The veterinary parasiticide ivermectin increased the activity of an enzyme that mediates soil chitin degradation on a prairie grassland

Ivermectin is a common parasiticide used to control nematodes and arthropods affecting livestock. Treated animals faecally excrete at least 80 % of the drug with residues known to adversely affect dung-breeding insects. However, its effect on soil organisms beneath the dung, particularly soil microorganisms, has been little studied. We examined the effect of ivermectin on the soil microbiome and enzyme activities by comparing changes in the soil microbial community composition, diversity and enzyme activities in bare soil (Soil) to that in soil covered with dung of untreated cattle (DungC) or with dung to which ivermectin had been added (DungI). The study was conducted in two 16-week periods in 2016 and 2017. Treatment differences in soil microbial biomass C (MBC) and the activities of enzymes that mediate C, N, P and S cycling were evaluated in both years, and the prokaryotic and fungal microbiomes were characterized in 2017. Relative to Soil, DungC increased soil MBC and the relative abundances of the prokaryotic classes gamma-Proteobacteria and Bacteroidia.
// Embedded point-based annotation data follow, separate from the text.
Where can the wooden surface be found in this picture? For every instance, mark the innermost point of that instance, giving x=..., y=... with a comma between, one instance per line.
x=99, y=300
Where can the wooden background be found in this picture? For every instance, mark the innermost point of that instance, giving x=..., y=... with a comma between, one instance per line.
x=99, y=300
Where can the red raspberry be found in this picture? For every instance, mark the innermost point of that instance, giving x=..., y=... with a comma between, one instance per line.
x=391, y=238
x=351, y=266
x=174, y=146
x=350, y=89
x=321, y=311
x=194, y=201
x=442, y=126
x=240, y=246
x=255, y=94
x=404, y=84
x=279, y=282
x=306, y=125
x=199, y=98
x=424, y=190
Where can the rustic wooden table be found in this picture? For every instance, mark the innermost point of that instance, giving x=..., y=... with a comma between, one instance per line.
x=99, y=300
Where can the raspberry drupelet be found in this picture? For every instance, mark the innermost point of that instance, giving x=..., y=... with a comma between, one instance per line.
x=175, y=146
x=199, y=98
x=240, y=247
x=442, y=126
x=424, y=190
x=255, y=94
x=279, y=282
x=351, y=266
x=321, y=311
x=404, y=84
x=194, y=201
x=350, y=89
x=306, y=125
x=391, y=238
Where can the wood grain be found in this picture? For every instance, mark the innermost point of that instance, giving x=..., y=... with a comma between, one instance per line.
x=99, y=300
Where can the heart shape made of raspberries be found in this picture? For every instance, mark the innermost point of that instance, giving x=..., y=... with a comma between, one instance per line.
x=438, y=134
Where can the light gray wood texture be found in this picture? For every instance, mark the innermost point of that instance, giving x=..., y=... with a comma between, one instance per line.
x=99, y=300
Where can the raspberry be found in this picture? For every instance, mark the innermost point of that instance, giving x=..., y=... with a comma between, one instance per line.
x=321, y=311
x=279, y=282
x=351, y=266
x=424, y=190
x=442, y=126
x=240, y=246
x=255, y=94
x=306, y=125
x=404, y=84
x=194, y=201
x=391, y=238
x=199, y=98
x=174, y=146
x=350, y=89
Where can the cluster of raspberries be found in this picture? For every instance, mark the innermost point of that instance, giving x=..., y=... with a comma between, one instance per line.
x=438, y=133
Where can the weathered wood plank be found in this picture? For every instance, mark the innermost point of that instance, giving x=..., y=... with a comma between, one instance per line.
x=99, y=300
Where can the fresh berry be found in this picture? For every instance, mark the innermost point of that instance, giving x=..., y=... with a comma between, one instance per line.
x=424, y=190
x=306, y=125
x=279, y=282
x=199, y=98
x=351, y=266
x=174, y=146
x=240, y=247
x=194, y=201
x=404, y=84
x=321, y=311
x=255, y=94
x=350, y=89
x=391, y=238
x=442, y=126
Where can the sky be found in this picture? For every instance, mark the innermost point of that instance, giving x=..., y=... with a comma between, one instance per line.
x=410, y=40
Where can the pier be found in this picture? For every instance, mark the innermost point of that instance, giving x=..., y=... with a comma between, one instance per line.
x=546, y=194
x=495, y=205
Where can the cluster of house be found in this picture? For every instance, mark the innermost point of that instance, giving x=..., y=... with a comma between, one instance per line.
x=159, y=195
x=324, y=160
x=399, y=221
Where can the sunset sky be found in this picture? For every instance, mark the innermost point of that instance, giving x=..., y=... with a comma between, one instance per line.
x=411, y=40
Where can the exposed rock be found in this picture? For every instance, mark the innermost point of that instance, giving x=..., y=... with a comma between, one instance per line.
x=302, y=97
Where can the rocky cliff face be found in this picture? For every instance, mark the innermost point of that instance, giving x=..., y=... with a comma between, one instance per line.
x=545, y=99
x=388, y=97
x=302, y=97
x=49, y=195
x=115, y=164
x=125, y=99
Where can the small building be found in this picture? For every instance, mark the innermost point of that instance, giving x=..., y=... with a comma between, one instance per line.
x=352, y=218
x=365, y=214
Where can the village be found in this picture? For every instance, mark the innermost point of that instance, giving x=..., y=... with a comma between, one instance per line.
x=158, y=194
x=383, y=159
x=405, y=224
DungC also increased the relative abundance of the most predominant fungal class Sordariomycetes (phylum Ascomycota) while decreasing those of five other fungal classes. Relative to DungC, DungI did not affect MBC or the composition and diversity of the soil microbiome, but it did increase the activity of N-acetyl-8-glucosaminidase, an enzyme that mediates chitin degradation. Penicillium (phylum Ascomycota) was the only identifiable core fungal genus observed in at least 80 % of all the soil samples, and its relative abundance was positively correlated with the activity of acid phosphomonoesterase. Of the core prokaryotic genera, the relative abundances of the bacterium Candidatus_Udaeobacter and archaea Nitrososphaeraceae were also positively correlated with acid phosphomonoesterase activities. Therefore, ivermectin residues in dung probably boosted the nitrogen mineralization potential of the soil because the hydrolysis products of N-acetyl-8-glucosaminidase are amino sugars that are a major source of mineralizable nitrogen in soils.